Казалось, это самые лучшие дни в моей жизни! Я жила, наслаждаясь супружеским счастьем — вот запомнилась же фраза из какого‑то давно прочитанного романа! — как герцогиня, в доме которой моя мать прислуживала когда‑то. И все это принадлежало мне по праву — и мой горячо любимый муж, мой рыцарь, без которого я не мыслила жизни, был рядом со мной постоянно, даже на службу не отлучаясь! О чем еще я могла мечтать?

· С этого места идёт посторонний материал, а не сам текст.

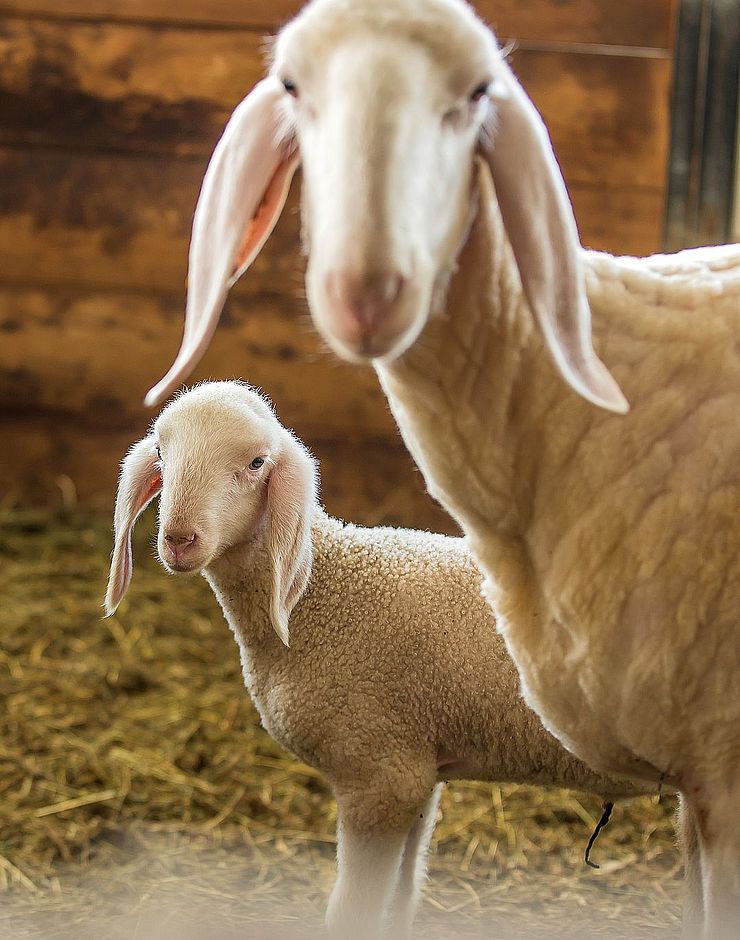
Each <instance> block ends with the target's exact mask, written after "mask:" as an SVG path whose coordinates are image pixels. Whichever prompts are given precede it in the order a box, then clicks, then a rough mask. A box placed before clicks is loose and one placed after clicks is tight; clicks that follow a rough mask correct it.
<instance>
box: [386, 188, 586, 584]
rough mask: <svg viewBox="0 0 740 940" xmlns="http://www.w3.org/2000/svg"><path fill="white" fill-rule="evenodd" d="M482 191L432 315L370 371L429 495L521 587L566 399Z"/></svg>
mask: <svg viewBox="0 0 740 940" xmlns="http://www.w3.org/2000/svg"><path fill="white" fill-rule="evenodd" d="M481 186H482V194H481V200H480V206H479V209H478V212H477V215H476V218H475V220H474V222H473V225H472V228H471V231H470V234H469V236H468V239H467V241H466V243H465V245H464V247H463V249H462V251H461V253H460V256H459V258H458V268H457V270H456V272H455V273H454V275H453V276H452V278H451V279H450V283H449V287H448V289H447V293H446V297H445V298H444V300H443V302H442V303H441V304H440V305H439V307H440V309H439V312H437V313H435V314H434V315H433V316H432V317H431V318H430V320H429V323H428V324H427V326H426V328H425V330H424V332H423V333H422V335H421V337H420V338H419V340H418V341H417V342H416V343H415V345H414V346H413V347H412V348H411V349H410V350H409V351H408V352H407V353H406V354H404V355H403V356H402V357H400V358H399V359H397V360H396V361H394V362H392V363H388V364H381V363H379V364H378V365H377V371H378V375H379V377H380V380H381V383H382V385H383V387H384V390H385V392H386V394H387V396H388V399H389V403H390V406H391V410H392V411H393V414H394V416H395V418H396V421H397V423H398V425H399V428H400V430H401V433H402V435H403V437H404V440H405V442H406V445H407V447H408V448H409V450H410V451H411V453H412V455H413V456H414V458H415V460H416V462H417V463H418V465H419V467H420V468H421V469H422V472H423V473H424V476H425V479H426V482H427V485H428V487H429V490H430V492H431V494H432V495H433V496H434V497H435V498H437V499H438V500H439V501H440V502H441V503H442V504H443V505H444V506H445V508H446V509H447V510H448V511H449V512H450V513H451V514H452V515H453V516H454V517H455V518H456V519H457V521H458V522H459V523H460V524H461V526H462V527H463V529H464V530H465V532H466V534H467V535H468V538H469V540H470V543H471V547H472V548H473V550H474V551H475V552H476V554H478V555H479V556H480V555H481V552H483V551H485V554H486V558H485V559H484V561H485V567H487V568H489V570H491V568H493V569H494V570H495V571H496V577H497V579H499V580H509V581H510V579H511V578H515V579H516V580H517V581H518V582H519V583H521V579H522V578H523V577H524V578H526V577H528V568H529V558H528V550H527V538H526V536H527V530H528V526H529V525H530V522H531V519H530V515H531V507H532V504H533V498H532V496H533V492H534V491H535V489H536V479H537V474H538V460H539V459H540V456H541V452H542V437H543V432H544V427H545V424H546V417H547V415H548V413H549V412H550V411H551V410H552V409H554V408H557V407H558V405H559V404H560V403H561V402H563V401H564V400H565V399H567V398H569V397H571V396H573V394H574V393H573V392H571V390H570V389H569V388H568V387H567V386H566V384H565V382H563V381H562V379H560V377H559V376H558V375H557V374H556V372H555V369H554V366H553V365H552V362H551V360H550V357H549V355H548V353H547V351H546V350H545V348H544V344H543V342H542V340H541V338H540V335H539V332H538V331H537V330H536V329H535V328H534V326H533V323H532V318H531V314H530V312H529V308H528V306H527V304H526V302H525V301H524V298H523V294H522V288H521V283H520V280H519V275H518V272H517V270H516V266H515V262H514V259H513V255H512V253H511V249H510V247H509V244H508V240H507V239H506V236H505V234H504V229H503V223H502V220H501V217H500V214H499V211H498V206H497V204H496V202H495V199H494V198H493V195H492V192H491V189H490V183H488V181H487V180H486V178H485V177H483V178H482V180H481Z"/></svg>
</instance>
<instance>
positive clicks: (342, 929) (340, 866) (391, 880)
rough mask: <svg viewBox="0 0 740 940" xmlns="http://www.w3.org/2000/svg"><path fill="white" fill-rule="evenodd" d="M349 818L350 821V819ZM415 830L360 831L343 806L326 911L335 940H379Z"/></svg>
mask: <svg viewBox="0 0 740 940" xmlns="http://www.w3.org/2000/svg"><path fill="white" fill-rule="evenodd" d="M348 816H349V817H350V818H348ZM410 827H411V820H409V822H408V826H406V827H405V828H401V827H388V828H386V827H385V826H383V825H382V824H379V825H378V826H377V827H368V828H367V829H366V828H365V827H362V826H358V825H357V824H356V823H355V822H354V820H352V819H351V816H350V814H347V813H343V812H342V807H341V805H340V806H339V819H338V824H337V880H336V882H335V884H334V889H333V890H332V893H331V898H330V899H329V906H328V908H327V911H326V926H327V928H328V930H329V935H330V936H331V937H332V938H335V940H378V938H379V937H381V936H382V931H383V926H384V923H385V915H386V912H387V909H388V905H389V902H390V899H391V897H392V895H393V891H394V888H395V886H396V883H397V881H398V876H399V869H400V867H401V859H402V856H403V851H404V846H405V844H406V839H407V837H408V834H409V829H410Z"/></svg>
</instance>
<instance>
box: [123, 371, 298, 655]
mask: <svg viewBox="0 0 740 940" xmlns="http://www.w3.org/2000/svg"><path fill="white" fill-rule="evenodd" d="M156 496H159V499H160V502H159V534H158V538H157V550H158V554H159V558H160V560H161V562H162V564H163V565H164V566H165V567H166V568H167V569H168V570H169V571H171V572H172V573H177V574H193V573H196V572H199V571H202V570H203V569H204V568H207V567H208V566H209V565H211V564H213V563H214V562H215V561H216V560H217V559H219V558H220V557H221V556H222V555H223V554H224V553H225V552H227V551H229V550H230V549H232V548H233V547H234V546H237V545H240V544H243V543H245V542H249V541H252V540H254V539H256V538H261V539H263V540H264V543H265V547H266V549H267V555H266V557H267V558H268V563H269V565H270V567H271V569H272V581H273V592H272V606H271V617H272V622H273V626H274V627H275V630H276V631H277V633H278V635H279V636H280V637H281V638H282V639H283V640H284V642H286V644H287V640H288V618H289V616H290V611H291V610H292V608H293V606H294V605H295V603H296V602H297V600H298V599H299V597H300V596H301V594H302V593H303V591H304V590H305V587H306V584H307V582H308V578H309V575H310V570H311V518H312V514H313V511H314V509H315V507H316V500H317V473H316V467H315V464H314V461H313V460H312V458H311V457H310V456H309V454H308V453H307V451H306V450H305V448H304V447H303V445H302V444H301V443H300V442H299V441H298V440H296V438H295V437H294V436H293V435H292V434H291V433H290V432H289V431H287V430H286V429H285V428H284V427H283V426H282V425H281V424H280V423H279V422H278V420H277V418H276V417H275V414H274V413H273V411H272V409H271V407H270V405H269V404H268V403H267V402H266V401H265V400H264V399H263V398H262V397H261V396H260V395H259V394H257V392H255V391H254V390H253V389H251V388H249V387H248V386H246V385H242V384H241V383H238V382H209V383H205V384H203V385H199V386H196V387H195V388H194V389H192V390H191V391H189V392H186V393H185V394H183V395H180V396H179V397H178V398H176V399H175V400H174V401H172V402H171V403H170V404H169V405H168V406H167V407H166V408H165V409H164V410H163V412H162V414H161V415H160V416H159V417H158V418H157V420H156V421H155V422H154V424H153V426H152V429H151V432H150V434H148V435H147V437H145V438H144V439H143V440H141V441H139V442H138V443H137V444H135V445H134V446H133V447H132V448H131V450H130V451H129V453H128V455H127V456H126V458H125V459H124V461H123V465H122V469H121V478H120V481H119V487H118V496H117V498H116V514H115V545H114V551H113V558H112V561H111V571H110V579H109V582H108V593H107V595H106V602H105V608H106V613H107V614H109V615H110V614H112V613H113V612H114V611H115V609H116V608H117V606H118V604H119V603H120V602H121V599H122V598H123V595H124V594H125V592H126V589H127V588H128V585H129V583H130V580H131V574H132V560H131V533H132V530H133V526H134V523H135V522H136V519H137V518H138V517H139V515H140V514H141V513H142V512H143V510H144V509H145V508H146V506H147V505H148V504H149V502H151V500H153V499H154V498H155V497H156Z"/></svg>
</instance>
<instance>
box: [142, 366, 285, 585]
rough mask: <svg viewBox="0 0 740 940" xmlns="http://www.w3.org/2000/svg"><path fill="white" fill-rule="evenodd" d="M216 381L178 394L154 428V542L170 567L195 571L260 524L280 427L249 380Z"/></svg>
mask: <svg viewBox="0 0 740 940" xmlns="http://www.w3.org/2000/svg"><path fill="white" fill-rule="evenodd" d="M224 388H225V392H226V394H222V393H221V383H216V384H215V385H209V386H203V387H202V388H196V389H195V390H194V391H192V392H190V393H188V394H187V395H184V396H182V397H181V398H179V399H176V400H175V401H174V402H173V403H172V404H171V405H169V406H168V407H167V408H166V409H165V411H164V412H163V413H162V415H161V416H160V417H159V418H158V420H157V421H156V423H155V425H154V429H153V446H154V447H155V448H156V449H157V454H158V460H159V467H160V472H161V477H162V491H161V497H160V506H159V534H158V538H157V550H158V553H159V557H160V560H161V561H162V563H163V564H164V565H165V566H166V567H167V568H168V570H170V571H172V572H178V573H185V574H189V573H194V572H197V571H200V570H202V569H203V568H205V567H207V566H208V565H209V564H210V563H211V562H213V561H214V560H216V559H217V558H218V557H219V556H220V555H222V554H223V553H224V552H225V551H227V550H228V549H229V548H231V547H233V546H234V545H237V544H239V543H241V542H244V541H246V540H248V539H250V538H252V537H253V536H254V534H255V533H256V532H257V531H259V529H260V527H261V526H263V525H264V520H265V513H266V508H267V485H266V484H267V480H268V478H269V475H270V471H271V467H272V460H273V454H274V453H275V452H276V451H277V449H278V448H279V437H280V434H281V433H285V432H284V431H283V429H282V428H281V427H280V425H279V424H278V423H277V421H276V420H275V418H274V416H273V415H272V412H271V411H270V408H269V406H268V405H267V404H266V403H265V402H264V401H263V400H262V399H260V398H259V396H257V395H256V394H254V393H253V392H251V391H249V390H248V389H247V388H244V389H242V394H239V395H238V397H236V396H235V395H234V386H233V384H232V383H229V384H228V385H227V386H226V385H225V386H224Z"/></svg>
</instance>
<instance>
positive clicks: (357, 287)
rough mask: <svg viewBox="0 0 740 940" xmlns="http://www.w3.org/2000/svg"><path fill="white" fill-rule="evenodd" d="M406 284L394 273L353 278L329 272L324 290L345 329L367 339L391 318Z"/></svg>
mask: <svg viewBox="0 0 740 940" xmlns="http://www.w3.org/2000/svg"><path fill="white" fill-rule="evenodd" d="M405 282H406V279H405V278H404V277H402V275H400V274H398V273H396V272H392V273H367V274H361V275H356V274H349V273H347V272H343V271H331V272H330V273H329V274H328V275H327V277H326V290H327V294H328V296H329V300H330V301H331V303H332V305H333V306H334V308H335V310H336V312H337V315H338V316H339V318H340V320H342V321H343V325H344V327H345V328H349V331H350V332H351V333H354V334H358V335H359V336H361V337H367V336H371V335H372V334H373V333H374V332H375V331H376V330H378V329H380V328H382V327H383V326H384V325H385V324H386V322H387V321H388V320H389V319H390V318H391V315H392V313H393V310H394V309H395V307H396V303H397V301H398V298H399V296H400V294H401V291H402V290H403V286H404V284H405Z"/></svg>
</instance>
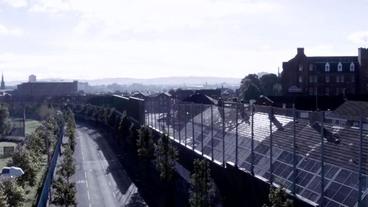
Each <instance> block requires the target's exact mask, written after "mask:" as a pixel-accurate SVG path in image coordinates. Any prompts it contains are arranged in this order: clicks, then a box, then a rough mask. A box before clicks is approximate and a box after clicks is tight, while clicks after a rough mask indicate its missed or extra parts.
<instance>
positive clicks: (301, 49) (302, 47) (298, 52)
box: [297, 47, 304, 55]
mask: <svg viewBox="0 0 368 207" xmlns="http://www.w3.org/2000/svg"><path fill="white" fill-rule="evenodd" d="M297 54H298V55H299V54H300V55H304V48H303V47H298V48H297Z"/></svg>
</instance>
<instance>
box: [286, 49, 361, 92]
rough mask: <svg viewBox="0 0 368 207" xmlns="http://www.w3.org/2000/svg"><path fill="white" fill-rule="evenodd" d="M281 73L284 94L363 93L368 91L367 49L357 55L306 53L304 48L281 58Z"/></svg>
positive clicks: (360, 51)
mask: <svg viewBox="0 0 368 207" xmlns="http://www.w3.org/2000/svg"><path fill="white" fill-rule="evenodd" d="M282 67H283V71H282V74H281V80H282V88H283V93H284V94H290V93H300V94H303V95H325V96H336V95H342V94H345V95H362V94H367V93H368V49H365V48H359V49H358V56H319V57H308V56H306V55H305V54H304V48H298V49H297V54H296V56H295V57H294V58H292V59H291V60H289V61H288V62H284V63H283V65H282Z"/></svg>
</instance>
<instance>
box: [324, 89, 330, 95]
mask: <svg viewBox="0 0 368 207" xmlns="http://www.w3.org/2000/svg"><path fill="white" fill-rule="evenodd" d="M325 95H326V96H328V95H330V88H325Z"/></svg>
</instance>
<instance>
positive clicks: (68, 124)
mask: <svg viewBox="0 0 368 207" xmlns="http://www.w3.org/2000/svg"><path fill="white" fill-rule="evenodd" d="M75 128H76V123H75V118H74V113H73V112H72V111H71V110H70V109H68V111H67V112H66V133H65V135H66V136H67V137H68V138H69V146H70V149H71V150H72V151H73V152H74V150H75V144H76V141H75Z"/></svg>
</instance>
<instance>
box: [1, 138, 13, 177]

Вот только мой муж получил свой трехмесячный отпуск — из‑за раны, полученной в бою с проклятыми японцами. Мне делается дурно, как я представлю, что какой‑то осколок железа мог попасть всего на ладонь в сторону — наверное, господь лишь показал мне ужас возможной утраты, и тут же вознаградил нас счастливейшими днями вместе, ведь в земном мире ничего не дается даром? И я «жадно пила мед нашего счастья» — вот зацепились в памяти слова из давних глупых романов, в которых свадьба героев, это счастливый конец. А жизнь, как оказалось, тут лишь начинается!
Мне и раньше приходилось ухаживать за детьми, так что Петя (названный так в честь собора, где я и мой рыцарь венчались) и Анечка (в честь моей лучшей подруги и наставницы) не были для меня обузой. Особенно когда я могла при необходимости рассчитывать на помощь Марьи Степановны (компаньонки Анны Лазаревой), а также тети Паши и тети Даши (наших домработниц), и в квартире было множество приспособлений, облегчающих домашний труд (включая такое чудо, как стиральная и посудомоечная машины). Так что мне не приходилось скучать, утонув в болоте быта — а это сказал уже какой‑то русский писатель, я очень много здесь читала, совершенствуя свой русский язык, говорю теперь, как уверяют, без акцента, хотя некоторые выражения остаются для меня не совсем понятны. Вполне приличные, не то что вы подумали — в Италии я была вовсе не «барышней», в Гарибальдийских бригадах народ был самый простой, и крестьяне, и матросы, так что меня трудно было смутить. Но как перевести русское «ничего» или «да нет», могущее иметь самый разный смысл? Итальянский язык в этом отношении определеннее — Анна Лазарева после нашего долгого общения говорит почти как римлянка; впрочем, она еще перед войной в университете училась, немецкий и английский знает отлично — ну а мне достаточно и русского, в дополнении к моему родному.